National moves to cut government spending

The contradiction between all the talk of “economic stimulus” and the realities of declining tax revenue in a recession hits home. Bill English, National's finance minister, is actually preparing to slash government spending – but the rich can have their tax cuts. What will this mean for the provision of education, health and welfare services? How long before the National government is deeply unpopular? And what will the alternative be? And hasn’t gambling the future retirement income of workers on the world’s sharemarkets been a disaster. What remains of the SuperFund should be brought back immediately to NZ and invested in sustainable and socially beneficial enterprises.
Treasury: Effects of recession could last 15 years from TV3 News 25 Feb 2009 Treasury officials believe the current recession could affect us for 15 years. Finance minister Bill English has called for Government department heads to cut spending, and has joined John Key in hinting that the New Zealand superannuation fund may be tampered with to find extra dollars. "Treasury has produced deficits and growing debt for 15 years, and as I have said, that is unacceptable for us," says Mr English.
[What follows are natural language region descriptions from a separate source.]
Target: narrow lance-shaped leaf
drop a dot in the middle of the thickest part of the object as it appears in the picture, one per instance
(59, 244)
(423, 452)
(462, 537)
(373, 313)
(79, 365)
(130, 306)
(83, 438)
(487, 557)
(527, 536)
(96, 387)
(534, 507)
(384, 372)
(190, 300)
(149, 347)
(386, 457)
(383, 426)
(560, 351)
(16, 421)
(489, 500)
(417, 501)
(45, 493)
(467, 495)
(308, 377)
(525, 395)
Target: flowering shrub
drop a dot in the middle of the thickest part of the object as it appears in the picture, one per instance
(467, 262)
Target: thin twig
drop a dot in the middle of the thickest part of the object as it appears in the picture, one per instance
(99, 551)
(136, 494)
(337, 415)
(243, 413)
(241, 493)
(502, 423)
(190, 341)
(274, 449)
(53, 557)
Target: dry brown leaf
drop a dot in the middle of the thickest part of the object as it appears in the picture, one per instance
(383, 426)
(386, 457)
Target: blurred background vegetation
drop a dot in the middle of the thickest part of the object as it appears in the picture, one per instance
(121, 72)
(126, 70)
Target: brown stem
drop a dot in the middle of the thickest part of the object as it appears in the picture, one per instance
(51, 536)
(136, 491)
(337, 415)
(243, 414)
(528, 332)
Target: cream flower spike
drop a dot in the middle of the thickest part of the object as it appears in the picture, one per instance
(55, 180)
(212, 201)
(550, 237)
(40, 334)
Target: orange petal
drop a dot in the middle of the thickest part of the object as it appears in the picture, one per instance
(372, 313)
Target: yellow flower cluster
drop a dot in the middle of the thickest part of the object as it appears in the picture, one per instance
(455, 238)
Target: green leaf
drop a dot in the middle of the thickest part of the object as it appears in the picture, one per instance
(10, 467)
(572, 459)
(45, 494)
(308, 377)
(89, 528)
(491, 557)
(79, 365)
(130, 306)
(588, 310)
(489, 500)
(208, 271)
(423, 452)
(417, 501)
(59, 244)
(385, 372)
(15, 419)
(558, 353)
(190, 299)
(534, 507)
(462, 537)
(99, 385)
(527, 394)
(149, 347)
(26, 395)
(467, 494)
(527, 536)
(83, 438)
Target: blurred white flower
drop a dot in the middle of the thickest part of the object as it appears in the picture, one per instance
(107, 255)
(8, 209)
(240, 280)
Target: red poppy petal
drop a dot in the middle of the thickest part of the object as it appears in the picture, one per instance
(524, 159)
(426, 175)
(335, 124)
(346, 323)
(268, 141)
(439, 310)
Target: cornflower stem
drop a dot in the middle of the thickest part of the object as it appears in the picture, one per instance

In the last week English summonsed more than 30 Government department heads to the Beehive with the message to cut back and get real. "I want to dispel any notion that CEOs may have had that this will blow over, as some of them said to me," he says. "It won't blow over." The Government needs money, and it is looking at stopping or cutting back the $2 billion it puts away every year into the Superfund to pay for the future costs of national superannuation. Mr English has until now been silent on the issue. Every dollar the Government currently saves in the $12 billion fund is borrowed money, and the fund is losing money big time. "We have to look at whether we're happy to have $5.5 billion of losses," says Mr English. "It actually wipes out two years of contributions." Labour set up the scheme, nicknamed 'the Cullen Fund'. Labour leader Phil Goff is urging National not to touch it. National says entitlements to superannuation won't change, but Labour is sceptical. National is also refusing to put its tax cuts on hold, despite some saying only the rich benefit and it is the poor who need them. "We are committed to going ahead with the April 1 tax cuts," says Mr English. Mr English is a man under pressure, and given the outlook, it won't ease for sometime.